Les trois premières années de l’existence des Nations Unies ont été marquées par une grande souplesse. Pour commémorer cette période, depuis avril 2015, le projet concernant l’historique de l’Organisation des Nations Unies envoie des tweets en temps réel (@UN_History) concernant la fondation des Nations Unies – 70 ans après. Pendant ces années, l’Organisation a non seulement établi une Assemblée générale et ses propres institutions, mais a aussi intégré l’expérience des autres organisations internationales qui, dans certains cas, avaient été établies dès la moitié du XIXe siècle. Le projet, qui a débuté le 25 avril 2015 avec des tweets en temps réel concernant l’ouverture de la Conférence de San Francisco, se poursuivra jusqu’en 2018 pour faire la chronique des autres institutions des Nations Unies, comme l’OMS en 1948 et l’inclusion de l’Union internationale des Télécommunications (UIT) en tant qu’institution spécialisée des Nations Unies en 1947. L’UIT a été établie en 1865 sous le nom d’Union télégraphique internationale. L’une des premières organisations internationales, elle a coordonné la télégraphie à travers les frontières. En 1932, avec l’entrée de la radio dans ses fonctions, elle a pris le nom d’Union internationale des Télécommunications. C’est seulement après la Deuxième Guerre mondiale que l’institution s’est retrouvée sous l’égide d’une organisation internationale plus importante. Les Nations Unies ont transformé le paysage préexistant en incluant ces organisations dans le cadre d’une initiative plus vaste visant à unir toutes les institutions internationales.

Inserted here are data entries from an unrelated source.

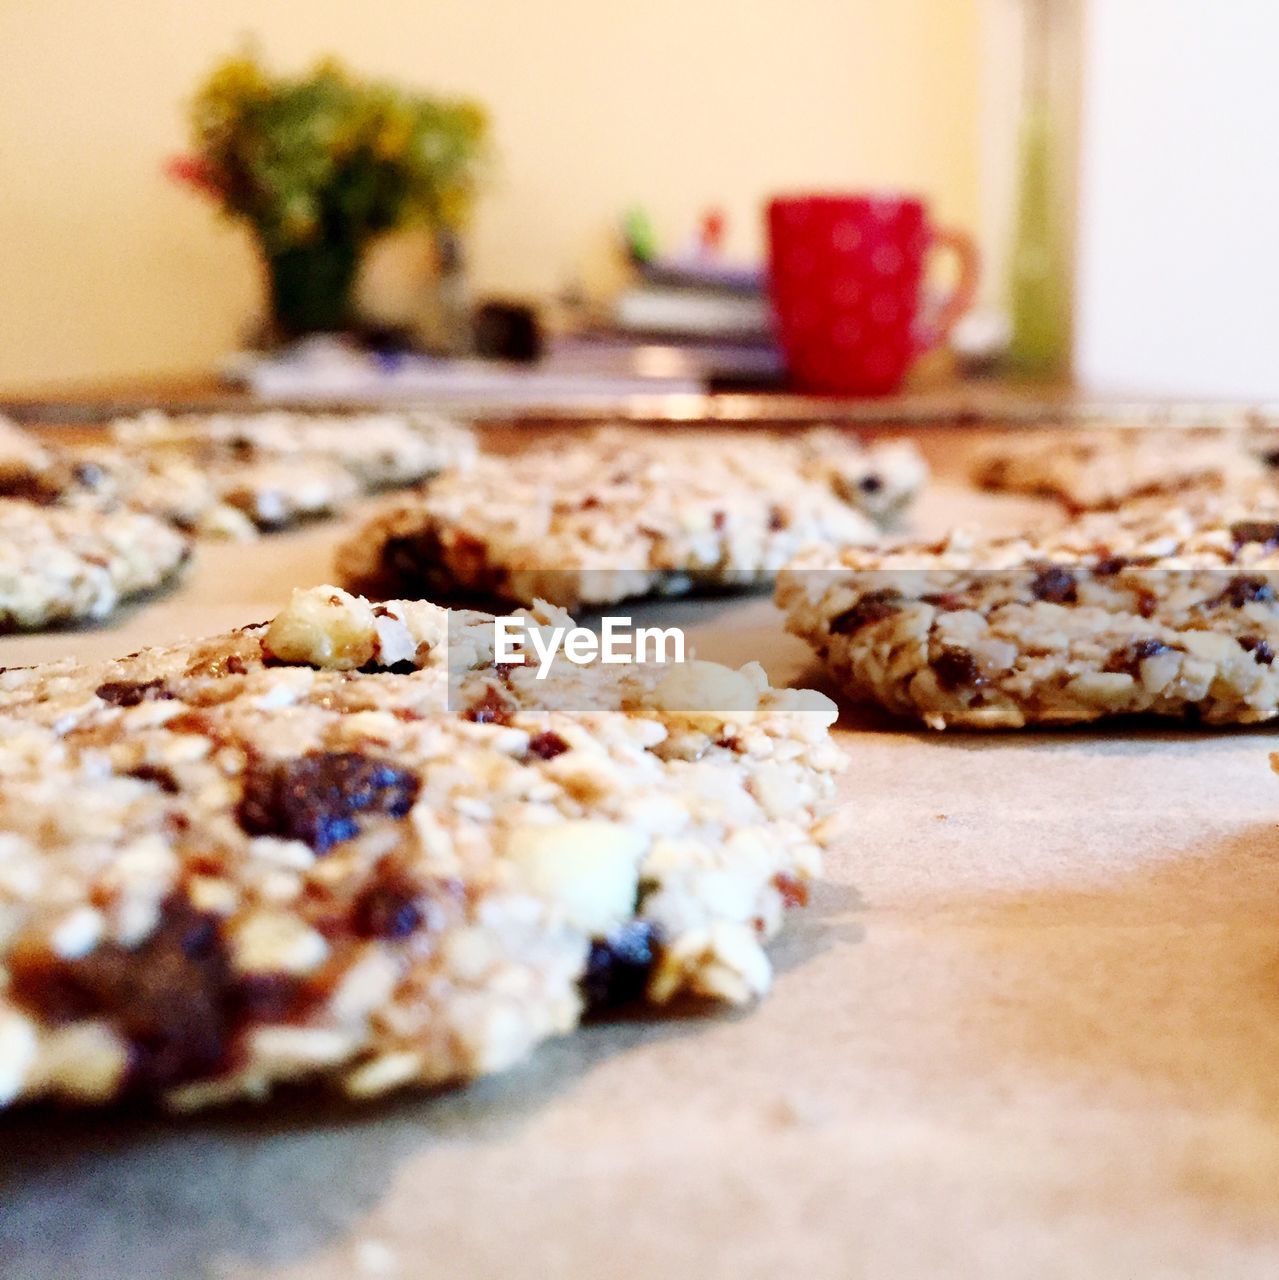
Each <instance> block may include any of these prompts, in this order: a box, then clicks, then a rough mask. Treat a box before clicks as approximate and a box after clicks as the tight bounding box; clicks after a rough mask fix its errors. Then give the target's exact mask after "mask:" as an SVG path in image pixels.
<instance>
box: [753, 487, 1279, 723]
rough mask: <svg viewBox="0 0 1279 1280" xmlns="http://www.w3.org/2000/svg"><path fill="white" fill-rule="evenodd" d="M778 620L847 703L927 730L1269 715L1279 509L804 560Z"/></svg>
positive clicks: (821, 554) (1166, 514) (1274, 633)
mask: <svg viewBox="0 0 1279 1280" xmlns="http://www.w3.org/2000/svg"><path fill="white" fill-rule="evenodd" d="M777 602H778V604H780V605H781V608H782V609H784V611H785V612H786V613H787V626H789V628H790V630H791V631H794V632H795V634H796V635H799V636H803V637H804V639H805V640H808V641H809V643H810V644H812V645H813V646H814V648H816V649H817V652H818V654H819V655H821V657H822V659H823V660H825V662H826V664H827V666H828V668H830V669H831V672H832V673H833V676H835V677H836V680H837V681H840V684H841V685H842V687H844V689H846V690H848V691H849V692H850V694H851V695H854V696H857V698H860V699H865V700H869V701H873V703H878V704H880V705H881V707H885V708H886V709H889V710H891V712H895V713H899V714H903V716H910V717H914V718H917V719H922V721H923V722H924V723H927V724H928V726H931V727H932V728H946V727H947V726H964V727H969V728H1020V727H1022V726H1027V724H1073V723H1081V722H1087V721H1097V719H1102V718H1105V717H1113V716H1123V714H1155V716H1170V717H1178V718H1184V719H1187V721H1189V722H1195V723H1198V722H1202V723H1207V724H1247V723H1257V722H1262V721H1270V719H1274V718H1275V716H1276V714H1279V664H1276V663H1275V654H1276V653H1279V500H1276V499H1275V498H1274V497H1273V495H1270V494H1269V490H1261V492H1259V497H1256V498H1255V499H1253V500H1251V502H1234V500H1228V499H1212V498H1202V499H1200V500H1198V502H1197V503H1196V504H1193V506H1189V507H1178V508H1171V509H1169V508H1164V507H1159V506H1155V504H1146V506H1145V507H1141V508H1134V509H1133V511H1132V512H1129V513H1124V515H1118V516H1116V515H1093V516H1087V517H1083V518H1081V520H1078V521H1075V522H1073V524H1069V525H1064V526H1063V527H1061V529H1058V530H1052V531H1050V532H1047V534H1042V535H1037V536H1032V535H1027V536H1020V538H1018V536H1013V538H999V539H982V538H978V536H970V535H967V534H963V532H958V534H954V535H951V536H950V538H947V539H945V540H942V541H941V543H937V544H933V545H896V547H892V548H889V549H885V550H881V552H871V550H858V549H850V550H845V552H844V553H842V554H827V553H823V552H819V550H818V552H810V553H808V554H805V556H803V557H800V558H799V559H798V561H796V562H795V563H794V564H792V566H790V567H789V568H787V570H785V571H784V572H782V573H781V576H780V579H778V584H777Z"/></svg>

Les messages diffusés sur le compte Twitter permettent à ceux qui le suivent de se faire une idée de la grande aventure de la naissance des Nations Unies. Le projet fournit de courts textes descriptifs, au style mordant, sur les événements comme ils se sont déroulés en temps réel. Durant quelques minutes chaque jour, comme il y a 70 ans dans les films d’actualités et les programmes radiophoniques, il permet d’introduire les Nations Unies dans les foyers et les bureaux de par le monde. Enfin, la création des Nations Unies est décrite de manière vivante, telle que l’ont vécue les délégations, pas seulement les membres du Conseil de sécurité.

L’historique des Nations Unies nous apprend bien plus que l’histoire de la fondation de l’Organisation. Il montre son dynamisme et sa capacité à s’adapter rapidement aux changements. C’est l’histoire d’une coopération entre des États aux inimitiés traditionnelles, qui s’est souvent jouée en coulisses et par des personnes peu connues. Au cours des 70 dernières années, les Nations Unies se sont distinguées par leur souplesse et leur adaptabilité étonnantes. Que ces qualités continuent, à l’avenir, de les rendre fortes.  

Notes

 

1    Project for Public Spaces, « Hall of Shame, UN Plaza, San Francisco, California ». Disponible sur le site http://placemaking.pps.org/great_public_spaces/one?public_place_id=910&type_id=2.

2    Documents de la Conférence des Nations Unies sur l’organisation internationale, San Francisco, 1945. Vol. I, général (Londres, New York, United Nations Information Organizations, 1945), p. 194.